While the author considers the potential impact of climate change, there is still poetry in the presentation. There is love of nature and of words in these poems. In “What I Found Among the Reeds” I followed the delightful play of words, despite the harkening of danger.
The reeds conceal
the wetland that remains
Smooth stalks protect
algae, frogs, birds
and hide
the swallow of water.
Fighting through the poison that humans have poured out over the wetlands, the “reeds reveal the wet stench of life / sour mud, honeysuckle, / sulfur mixed with exhaust, / grease, and perfume.” Nature, like the poetry itself, is fighting to emerge. Neither can be completely tamed or held back. Poetry, it might be said, is born from nature. It sprouts from the human mind the way reeds punch through the refuse, refusing to give up. Nature isn’t done until it’s done.
There is a longing in these poems. These are like love poems to a world slipping away from the arms of a lover. This world is glutted with life – with birds, insects and animals, with sky and rain, despite the grease and sulfur. These are sad poems – a beautiful sad – we could stop this but yet we don’t – we keep destroying our world – while it waits for us to awaken and take care of her.
In “Nature on the Other Side of the Glass,” Szlyk offers profound moments of reflection, intermingling nature with the human-made world. On a train leaving Trenton, New Jersey, looking out the window, the author glimpses the buildings smeared with graffiti, imagining the feeling of water on her body, as if casting a ghosted image that is riding the train on the other side of the glass. Even when trapped in city skyscrapers and exhaust-producing machines, Szlyk is pushing out beyond the formal attire and manners, longing to “smell raindrops on asphalt” and “feel indigo air.” As I read this poem, Szlyk is suggesting that, even if society has imposed a rift between nature and human existence, we can’t help but find our moments of epiphany, of discovery. There is boundless Earth consciousness in every leaf or drop of water from the sky. If only we’re awake to those moments.

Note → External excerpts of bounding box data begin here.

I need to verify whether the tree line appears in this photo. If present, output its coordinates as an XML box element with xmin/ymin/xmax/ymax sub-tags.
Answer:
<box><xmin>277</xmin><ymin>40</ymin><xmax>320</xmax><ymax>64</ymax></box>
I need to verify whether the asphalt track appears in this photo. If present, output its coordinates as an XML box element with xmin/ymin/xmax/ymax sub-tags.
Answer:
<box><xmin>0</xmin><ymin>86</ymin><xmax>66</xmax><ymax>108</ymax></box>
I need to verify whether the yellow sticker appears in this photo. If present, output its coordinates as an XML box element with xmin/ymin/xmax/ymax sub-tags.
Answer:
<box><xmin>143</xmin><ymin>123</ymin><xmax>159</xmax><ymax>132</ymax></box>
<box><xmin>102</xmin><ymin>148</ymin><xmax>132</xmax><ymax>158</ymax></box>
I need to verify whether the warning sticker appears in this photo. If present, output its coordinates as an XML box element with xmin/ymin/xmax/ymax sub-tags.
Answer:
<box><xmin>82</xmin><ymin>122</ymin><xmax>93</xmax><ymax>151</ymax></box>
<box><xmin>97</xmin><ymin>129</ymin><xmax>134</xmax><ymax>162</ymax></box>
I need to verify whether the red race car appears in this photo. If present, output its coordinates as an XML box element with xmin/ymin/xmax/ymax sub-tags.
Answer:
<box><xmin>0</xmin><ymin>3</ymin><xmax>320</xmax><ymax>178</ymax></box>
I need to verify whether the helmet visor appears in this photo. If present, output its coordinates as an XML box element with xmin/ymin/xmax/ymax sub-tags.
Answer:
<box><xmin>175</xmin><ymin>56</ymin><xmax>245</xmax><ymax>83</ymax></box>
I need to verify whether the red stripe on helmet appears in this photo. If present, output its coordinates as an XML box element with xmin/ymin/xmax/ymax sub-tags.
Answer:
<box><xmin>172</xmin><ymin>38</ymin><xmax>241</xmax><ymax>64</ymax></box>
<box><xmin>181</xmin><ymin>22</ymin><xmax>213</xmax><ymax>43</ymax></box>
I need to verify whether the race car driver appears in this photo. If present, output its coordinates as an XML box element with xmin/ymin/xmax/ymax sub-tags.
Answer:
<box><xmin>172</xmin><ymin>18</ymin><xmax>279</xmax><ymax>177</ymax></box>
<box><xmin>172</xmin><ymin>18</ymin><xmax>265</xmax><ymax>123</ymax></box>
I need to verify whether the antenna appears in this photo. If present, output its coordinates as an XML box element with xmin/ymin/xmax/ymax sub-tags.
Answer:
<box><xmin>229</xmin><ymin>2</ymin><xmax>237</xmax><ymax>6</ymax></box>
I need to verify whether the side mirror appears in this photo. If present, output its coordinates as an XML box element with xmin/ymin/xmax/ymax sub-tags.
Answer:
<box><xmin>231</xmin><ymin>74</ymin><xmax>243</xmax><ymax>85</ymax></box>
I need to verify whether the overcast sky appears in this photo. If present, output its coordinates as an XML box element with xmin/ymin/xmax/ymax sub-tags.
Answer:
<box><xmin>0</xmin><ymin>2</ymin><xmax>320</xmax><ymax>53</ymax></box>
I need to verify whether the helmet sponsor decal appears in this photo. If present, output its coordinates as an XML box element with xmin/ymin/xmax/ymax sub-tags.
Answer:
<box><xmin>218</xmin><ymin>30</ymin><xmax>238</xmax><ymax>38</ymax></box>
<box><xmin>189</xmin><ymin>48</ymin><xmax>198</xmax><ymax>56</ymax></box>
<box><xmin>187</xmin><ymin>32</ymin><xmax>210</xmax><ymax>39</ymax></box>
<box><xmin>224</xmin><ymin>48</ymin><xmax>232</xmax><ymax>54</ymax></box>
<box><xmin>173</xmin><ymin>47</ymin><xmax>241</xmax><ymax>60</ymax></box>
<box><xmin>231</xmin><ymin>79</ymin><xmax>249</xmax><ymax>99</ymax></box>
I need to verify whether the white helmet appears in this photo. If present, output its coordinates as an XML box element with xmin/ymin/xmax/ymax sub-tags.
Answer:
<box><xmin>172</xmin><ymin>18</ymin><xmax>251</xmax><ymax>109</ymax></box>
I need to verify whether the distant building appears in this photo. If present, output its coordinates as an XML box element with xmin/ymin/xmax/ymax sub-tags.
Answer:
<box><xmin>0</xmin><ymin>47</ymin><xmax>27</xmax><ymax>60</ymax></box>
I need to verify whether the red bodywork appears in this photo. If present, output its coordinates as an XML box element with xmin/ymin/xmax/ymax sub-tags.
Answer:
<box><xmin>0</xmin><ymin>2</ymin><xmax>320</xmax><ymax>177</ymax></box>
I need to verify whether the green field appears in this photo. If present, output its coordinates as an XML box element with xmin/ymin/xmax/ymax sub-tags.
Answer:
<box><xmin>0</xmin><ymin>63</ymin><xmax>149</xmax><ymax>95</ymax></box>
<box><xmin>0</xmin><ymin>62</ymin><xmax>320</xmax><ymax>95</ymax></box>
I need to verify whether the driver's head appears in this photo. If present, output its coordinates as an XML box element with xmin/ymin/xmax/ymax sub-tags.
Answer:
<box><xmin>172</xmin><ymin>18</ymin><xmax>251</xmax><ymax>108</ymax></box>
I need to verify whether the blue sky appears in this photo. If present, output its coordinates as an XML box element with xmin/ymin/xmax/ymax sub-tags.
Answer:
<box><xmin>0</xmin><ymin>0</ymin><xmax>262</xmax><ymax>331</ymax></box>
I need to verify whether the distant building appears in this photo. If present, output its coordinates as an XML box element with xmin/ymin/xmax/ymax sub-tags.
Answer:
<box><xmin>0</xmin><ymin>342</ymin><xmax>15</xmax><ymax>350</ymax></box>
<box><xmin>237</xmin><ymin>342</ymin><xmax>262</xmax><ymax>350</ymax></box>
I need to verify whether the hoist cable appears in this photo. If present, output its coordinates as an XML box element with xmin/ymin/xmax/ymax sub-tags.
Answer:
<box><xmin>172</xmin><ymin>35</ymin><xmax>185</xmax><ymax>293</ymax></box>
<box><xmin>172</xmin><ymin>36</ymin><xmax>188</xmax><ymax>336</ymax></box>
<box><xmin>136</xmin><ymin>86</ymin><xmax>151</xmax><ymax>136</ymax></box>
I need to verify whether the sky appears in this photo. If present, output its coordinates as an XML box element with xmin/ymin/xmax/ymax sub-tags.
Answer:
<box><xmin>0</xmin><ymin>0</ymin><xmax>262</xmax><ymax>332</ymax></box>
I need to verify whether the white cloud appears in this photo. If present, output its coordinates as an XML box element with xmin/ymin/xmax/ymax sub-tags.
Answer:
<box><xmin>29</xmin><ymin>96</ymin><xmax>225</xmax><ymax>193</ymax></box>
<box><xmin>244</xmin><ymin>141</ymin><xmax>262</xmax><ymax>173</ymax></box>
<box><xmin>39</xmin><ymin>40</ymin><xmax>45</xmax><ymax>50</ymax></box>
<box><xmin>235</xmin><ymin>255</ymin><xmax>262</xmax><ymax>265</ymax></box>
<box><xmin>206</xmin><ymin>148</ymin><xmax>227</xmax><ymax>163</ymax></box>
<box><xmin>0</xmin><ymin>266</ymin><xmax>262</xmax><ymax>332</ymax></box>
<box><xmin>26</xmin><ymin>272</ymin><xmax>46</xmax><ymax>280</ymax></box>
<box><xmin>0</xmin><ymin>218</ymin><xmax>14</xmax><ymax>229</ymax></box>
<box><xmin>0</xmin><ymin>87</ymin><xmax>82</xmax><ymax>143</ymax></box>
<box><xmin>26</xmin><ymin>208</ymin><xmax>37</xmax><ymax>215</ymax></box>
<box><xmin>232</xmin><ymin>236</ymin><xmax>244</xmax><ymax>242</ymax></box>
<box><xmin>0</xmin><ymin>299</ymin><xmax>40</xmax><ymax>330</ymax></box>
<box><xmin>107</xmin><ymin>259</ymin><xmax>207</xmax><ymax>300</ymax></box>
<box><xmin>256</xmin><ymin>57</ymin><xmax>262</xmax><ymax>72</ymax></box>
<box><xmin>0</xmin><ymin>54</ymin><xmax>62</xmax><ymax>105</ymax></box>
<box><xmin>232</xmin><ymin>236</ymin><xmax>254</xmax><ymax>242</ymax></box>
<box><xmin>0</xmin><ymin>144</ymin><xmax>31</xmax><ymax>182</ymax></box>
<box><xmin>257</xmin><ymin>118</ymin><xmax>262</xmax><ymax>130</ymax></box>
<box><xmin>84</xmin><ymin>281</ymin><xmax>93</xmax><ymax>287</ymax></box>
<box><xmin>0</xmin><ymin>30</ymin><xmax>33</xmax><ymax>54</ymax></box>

I especially like “Mother at the Town Beach.” It’s a haunting poem, describing a mother’s advice to her child about swimming in the contaminated waters of this beach location. Even if people have stopped pitching broken beer bottles into its waters, there is still pollution at the bottom. I saw the images of pollution as being a demon lizard, like Grendel, still lurking in the deep of these waters.
You don’t want to swim here.
The weeds won’t drag you down
to where you gulp greeny-
brown water instead of air.
Then later she writes:
The water is cleaner,
much cleaner than it used to be.
It won’t leave faint scum
on your skirted swimsuit
or your flabby thighs.
Its dark, sour smell
won’t last, not
on your short hair.
A quick shampoo
will wash it off.
But you don’t want to swim here.
In “Mother at the Town Beach” Szlyk is the mother in the poem, cautioning us. By polluting the environment, I think Szlyk is saying, we contaminate our souls. And this soul contamination lurks in deep places.
In this somber but necessary collection, I can hear Szlyk crying out for the Earth. With love and affection, she sings sad songs of a planet struggling with climate change. I am with her every step of the way, watching the Earth slip away. Tears like raindrops run down my cheeks, as I squint at a sun getting dimmer with haze.